HA HA HA HA HAAAAAAAAAA … now that my placenta has been kicked out of my womb and I’m breastfeeding a newborn, all kinds of diabetes hell has broken loose.  My blood sugars – once calm and dare I say predictable? – are now pinging and ponging all over the damn place.  My insulin:carb ratios are 1:20 (versus pre-pregnancy 1:11 and during pregnancy rates as low as 1:5) and my basal rate is 0.3u per hour (versus pre-pregnancy of .5u and during pregnancy rates as high as 1u per hour).  And absent the breastfeeding, these rates would probably hold tight for a few weeks until they started to require increasing, eventually bringing me back up to where I was pre-pregnancy … at least ish.

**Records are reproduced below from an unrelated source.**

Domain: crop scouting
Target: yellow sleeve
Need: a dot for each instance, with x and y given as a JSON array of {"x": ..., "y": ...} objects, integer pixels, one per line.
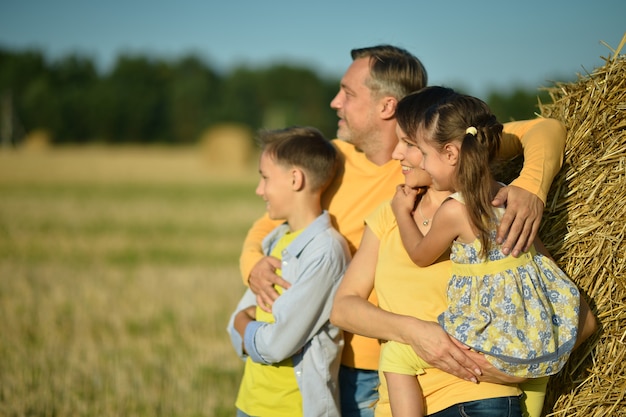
[
  {"x": 252, "y": 250},
  {"x": 543, "y": 143}
]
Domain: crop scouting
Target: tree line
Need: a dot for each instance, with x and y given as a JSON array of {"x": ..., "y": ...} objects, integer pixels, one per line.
[{"x": 144, "y": 99}]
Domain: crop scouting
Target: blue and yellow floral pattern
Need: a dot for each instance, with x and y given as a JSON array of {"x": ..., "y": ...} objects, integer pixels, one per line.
[{"x": 521, "y": 312}]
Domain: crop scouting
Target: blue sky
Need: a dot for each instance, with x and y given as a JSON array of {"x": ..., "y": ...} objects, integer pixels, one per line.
[{"x": 477, "y": 45}]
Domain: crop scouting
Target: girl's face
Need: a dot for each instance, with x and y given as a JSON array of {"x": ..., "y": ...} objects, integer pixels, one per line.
[
  {"x": 274, "y": 187},
  {"x": 410, "y": 158},
  {"x": 436, "y": 162}
]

But breastfeeding is its own circus.  The act of breastfeeding does not make me hypoglycemic, but the act of producing milk does, so I’m going low mostly while my milk supply is filling up.  If this was a predictable cycle, I could plan snacks/meals around my son’s appetite and my anticipated refilling, but the cycle isn’t one I can map.  I can’t even guess.  Some times, I go low 15 minutes after feeding him.  Other times it takes up to an hour and a half for the low to hit.  I’m not sure when I should eat, causing my CGM graph to look all Ms and Ws.  If my experience with Birdy helps inform this round, I should have a more predictable blood sugar response around the time that my son is a month old.  Which means that I have two more week of letting my body ebb and flow and get all confused before it aligns to some kind of schedule.

The madness of a newborn added to the mix of an already all-over-the-place family is exactly what we had anticipated.  We’re exhausted.  (While driving home from a pediatrician appointment, Chris turned to me at a stop light and asked, “This is really happening, right?  Like this isn’t a dream?  We’re actually driving right now?”  The lack of sleep is like we’re on the tumble dry setting in the dryer, all jumbled and confusing and warm and is this real life?)  We’re adjusting.  (Birdy is doing her best to make sense of the new little creature in our house.  She loves him.  But I’m on the watch for sibling angst as well.)  We’re grateful.  (Issues like a messy house? Exhaustion? Sore body?  Bring those issues on, because I’m happy as hell to have these as my problems.)  And we’re in love with this little guy, who despite being only 15 days old, feels like he’s been part of the party forever.